MANILA, Philippines—The Philippine real estate industry has the potential to become a $300-billion industry by 2031, from the $48 billion reported in 2011, but certain structural changes will have to be made, like relaxing stringent rules on foreign ownership and longer lease terms, property consultant and brokerage firm Jones Lang LaSalle said.

Construction of high-rise hotel and condominiums continues in Manila, Philippines and big cities in the country on Thursday May 30, 2013. AP FILE PHOTO

Jones Lang LaSalle country head David Leechiu gave the forecast as he urged the government to build on the Philippines’ economic gains at a time when most large fund managers were hesitant to invest in the country’s real estate sector.

Leechiu said the local real estate sector would experience massive growth over the next 15 years. Developers like Ayala Land Inc. and SM Prime Holdings are allotting billions of dollars in capital spending in 2014 alone to build more shopping malls, homes and hotels.

Still, he said, the Philippines would likely corner a relatively small share of the global pie.

In 2011, the country’s real estate size, estimated at $48 billion, was just 0.2 percent worldwide. In 2031, it is still expected to corner just 0.3 percent. By then, China will account for the bulk of the global pie at $26.4 trillion, followed by India at $5.5 trillion, Jones Lang LaSalle said.

By 2031, Asia-Pacific may account for 48.8 percent, or $44.94 trillion, of the global real estate market, from 27 percent in 2011. This presents an opportunity for growing markets like the Philippines, Leechiu said.

“The sentiment to invest money in real estate is very strong all over the world,” Leechiu said.

This week’s World Economic Forum to be held in Manila, he added, will be a good opportunity to promote investments in the country.

“The Philippines is fundamentally sound, but it can do so much better if it were less restrained,” he said, citing the country’s fast-growing population and emerging middle class.

Coupled with excess liquidity flooding global markets, Leechiu said, “the Philippines has to take advantage of this favorable climate.”

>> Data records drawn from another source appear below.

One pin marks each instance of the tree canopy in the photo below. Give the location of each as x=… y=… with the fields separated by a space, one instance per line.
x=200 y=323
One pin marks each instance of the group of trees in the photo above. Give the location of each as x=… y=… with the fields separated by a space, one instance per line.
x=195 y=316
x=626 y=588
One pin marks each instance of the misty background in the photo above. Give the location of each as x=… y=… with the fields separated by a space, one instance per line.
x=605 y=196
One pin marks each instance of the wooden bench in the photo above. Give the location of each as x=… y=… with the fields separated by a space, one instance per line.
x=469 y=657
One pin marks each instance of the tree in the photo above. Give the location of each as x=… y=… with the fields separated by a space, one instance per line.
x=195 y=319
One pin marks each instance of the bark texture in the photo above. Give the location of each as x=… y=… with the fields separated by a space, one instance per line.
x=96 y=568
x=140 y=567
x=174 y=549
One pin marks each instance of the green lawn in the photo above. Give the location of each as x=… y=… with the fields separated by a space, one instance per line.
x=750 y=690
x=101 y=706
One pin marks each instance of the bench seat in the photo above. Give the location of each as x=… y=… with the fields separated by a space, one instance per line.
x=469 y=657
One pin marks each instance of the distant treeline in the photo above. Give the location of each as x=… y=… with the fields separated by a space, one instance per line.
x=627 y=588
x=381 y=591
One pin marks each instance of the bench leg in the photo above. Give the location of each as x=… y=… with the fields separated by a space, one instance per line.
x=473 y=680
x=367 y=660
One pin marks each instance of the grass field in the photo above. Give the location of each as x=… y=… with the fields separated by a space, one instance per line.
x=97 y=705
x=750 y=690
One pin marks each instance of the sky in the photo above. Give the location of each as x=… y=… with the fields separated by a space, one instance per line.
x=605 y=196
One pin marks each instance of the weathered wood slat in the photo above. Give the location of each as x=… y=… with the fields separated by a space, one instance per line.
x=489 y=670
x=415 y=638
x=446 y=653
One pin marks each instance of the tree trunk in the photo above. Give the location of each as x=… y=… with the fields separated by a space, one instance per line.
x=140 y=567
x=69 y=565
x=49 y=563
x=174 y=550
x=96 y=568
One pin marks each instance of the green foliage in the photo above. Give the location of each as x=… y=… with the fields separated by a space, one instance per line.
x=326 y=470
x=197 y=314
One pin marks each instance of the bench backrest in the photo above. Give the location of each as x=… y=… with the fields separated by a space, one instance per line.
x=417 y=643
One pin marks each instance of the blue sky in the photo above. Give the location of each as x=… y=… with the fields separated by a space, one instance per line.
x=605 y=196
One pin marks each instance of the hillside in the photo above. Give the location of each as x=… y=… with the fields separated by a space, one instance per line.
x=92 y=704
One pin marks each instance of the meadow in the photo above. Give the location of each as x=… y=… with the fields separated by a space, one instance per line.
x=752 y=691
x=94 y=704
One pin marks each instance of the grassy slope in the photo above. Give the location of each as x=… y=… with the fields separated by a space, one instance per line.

An increase in the foreign ownership cap in corporations, from 40 percent to 50 percent, and increasing the leasehold terms from 50 years (with a 25-year optional renewal) to 80 to 90 years are part of “necessary perquisites” for the country to draw more investments, especially into real estate, Leechiu explained.

He also cited the need to lower corporate taxes which, at 30 percent, made it one of the highest in the region, and to provide “credible and sensible” master planning to attract foreigners.

With property transactions on the road to recovery years after the recent global financial crisis, Leechiu noted that the trend still pointed to further growth.